For the longest time I thought the no-hitter Cincinnati Reds pitcher Jim Maloney threw at the Chicago Cubs one fine afternoon in Wrigley Field in 1965 was the single most ridiculous no-no I’d ever see or know. And that was a little more than half a month before Hall of Famer Sandy Koufax made those Cubs prove that practise makes perfect.
Until shoulder issues kicked into overdrive for him, Maloney might have been a genuinely great pitcher—but on 19 August 1965, Maloney did everything in his power to give the Cubs a break (those Cubs’ OBP, non-pitchers: .318)—and his Reds did everything in their power to get Cubs pitcher Larry Jackson on and off the hook.

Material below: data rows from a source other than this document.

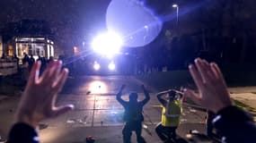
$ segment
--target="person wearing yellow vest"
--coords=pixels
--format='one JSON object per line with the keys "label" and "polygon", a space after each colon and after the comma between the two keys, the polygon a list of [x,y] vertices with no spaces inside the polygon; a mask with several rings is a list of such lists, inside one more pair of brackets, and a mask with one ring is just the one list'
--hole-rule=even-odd
{"label": "person wearing yellow vest", "polygon": [[[167,95],[167,99],[163,96]],[[157,94],[157,99],[162,105],[162,120],[155,128],[158,137],[163,141],[174,141],[176,139],[176,129],[181,123],[182,113],[181,100],[177,98],[181,93],[170,89]]]}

Maloney’s good news: He struck out twelve in ten innings. His bad news: He walked ten. Jackson scattered nine Reds hits but a) only one of the nine came with a baserunner aboard (Vada Pinson, in the top of the ninth); and, b) the only one that mattered was Leo Cardenas hitting one into the left field bleachers with one out in the top of the tenth.
Then Maloney opened the bottom by walking Doug Clemens before getting rid of two Hall of Famers, Billy Williams and Ernie Banks, on a fly out to left and an Area Code 6-4-3. At least that time Maloney nailed the extra-inning no-no. Two months earlier, he lost one to the Mets when Johnny Lewis opened the top of the eleventh with a shot over the center field wall, and Mets reliever Larry Bernearth held fort in the bottom for the 1-0 Mets win.

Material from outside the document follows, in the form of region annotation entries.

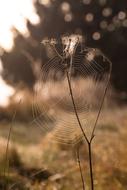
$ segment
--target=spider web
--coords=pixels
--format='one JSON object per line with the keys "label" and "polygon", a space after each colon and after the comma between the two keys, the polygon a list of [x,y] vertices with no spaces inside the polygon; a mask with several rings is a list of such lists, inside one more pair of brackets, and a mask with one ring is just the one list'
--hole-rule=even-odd
{"label": "spider web", "polygon": [[[70,96],[63,46],[43,44],[46,58],[40,71],[33,100],[33,123],[42,132],[52,133],[60,143],[76,144],[83,134]],[[83,130],[90,139],[111,74],[110,61],[97,49],[81,48],[72,56],[69,71],[76,110]],[[62,49],[63,50],[63,49]],[[66,59],[66,63],[70,63]]]}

Giolito is a pitcher who went from nothing special (5.68 fielding-independent pitching in his first three major league seasons) to a very good pitcher (3.29 FIP since last season opened) with outsize potential if he stays healthy. Unlike Maloney against the ’65 Cubs, Giolito wasn’t his own worst enemy Tuesday night, and he faced an aggregation who made those Cubs and the same season’s Mets resemble Murderer’s Row.
During the second inning, the power in Guaranteed Rate Field went out for a moment, a very brief moment. The power of the Pirates was already out to stay.